Iproniazid succumbed to liver problems, but plenty of drugs before and since have been a lot worse for their patients and still stayed alive in the marketplace. One clue about what turned a little jaundice into a terminal condition for Roche can be found in those headlines, in their pep-pill innuendo, their implication that doctors and patients and pharmaceutical firms were up to something not quite savory with these mind-altering drugs. Another can be found in
the roster of “wonder drugs”
hauled before Kefauver’s committee in 1960: iproniazid, chlorpromazine (Thorazine), norethandrolone (Nilevar, an early anabolic steroid), and Diabenes, an anti-diabetes compound. Can it be a coincidence that three of these drugs are for conditions that, especially in 1960, were not considered strictly medical, and that two of them were mind-altering substances?

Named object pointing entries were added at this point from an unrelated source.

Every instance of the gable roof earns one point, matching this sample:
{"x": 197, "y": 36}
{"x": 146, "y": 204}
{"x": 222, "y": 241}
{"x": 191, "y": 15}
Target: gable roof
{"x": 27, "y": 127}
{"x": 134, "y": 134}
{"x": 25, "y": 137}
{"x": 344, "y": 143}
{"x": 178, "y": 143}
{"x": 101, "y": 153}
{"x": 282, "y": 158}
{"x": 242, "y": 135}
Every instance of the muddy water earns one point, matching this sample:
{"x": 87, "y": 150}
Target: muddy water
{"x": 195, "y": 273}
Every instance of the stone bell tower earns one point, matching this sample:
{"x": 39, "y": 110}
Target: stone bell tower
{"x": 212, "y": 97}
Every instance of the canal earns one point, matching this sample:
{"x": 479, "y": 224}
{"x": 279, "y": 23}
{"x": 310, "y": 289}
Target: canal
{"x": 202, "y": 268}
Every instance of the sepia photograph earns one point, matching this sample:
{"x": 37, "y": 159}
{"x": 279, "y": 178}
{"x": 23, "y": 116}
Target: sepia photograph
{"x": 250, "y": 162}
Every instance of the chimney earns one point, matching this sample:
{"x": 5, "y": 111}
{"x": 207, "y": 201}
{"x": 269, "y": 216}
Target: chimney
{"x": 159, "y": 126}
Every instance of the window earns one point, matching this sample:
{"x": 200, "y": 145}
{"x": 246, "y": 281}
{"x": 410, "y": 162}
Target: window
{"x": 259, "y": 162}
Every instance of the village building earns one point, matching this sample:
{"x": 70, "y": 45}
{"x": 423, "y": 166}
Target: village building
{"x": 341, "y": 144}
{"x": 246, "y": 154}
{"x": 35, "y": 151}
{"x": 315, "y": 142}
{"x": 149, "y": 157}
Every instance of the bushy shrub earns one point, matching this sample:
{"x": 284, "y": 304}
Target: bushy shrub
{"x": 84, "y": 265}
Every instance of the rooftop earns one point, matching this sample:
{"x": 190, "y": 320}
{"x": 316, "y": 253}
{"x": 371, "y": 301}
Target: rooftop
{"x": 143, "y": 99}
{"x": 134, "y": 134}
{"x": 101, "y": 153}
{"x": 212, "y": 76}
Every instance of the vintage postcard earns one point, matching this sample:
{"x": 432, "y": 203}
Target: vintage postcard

Kline’s proposal to use drugs merely to “improve ordinary performance” may simply have come too early, before Americans were willing to wring their hands about this idea, rather than simply rejecting it outright. But the blitheness with which he tossed it off indicates an ignorance—perhaps willful—of a deep confusion in the American character on the subject of using drugs simply to make life easier.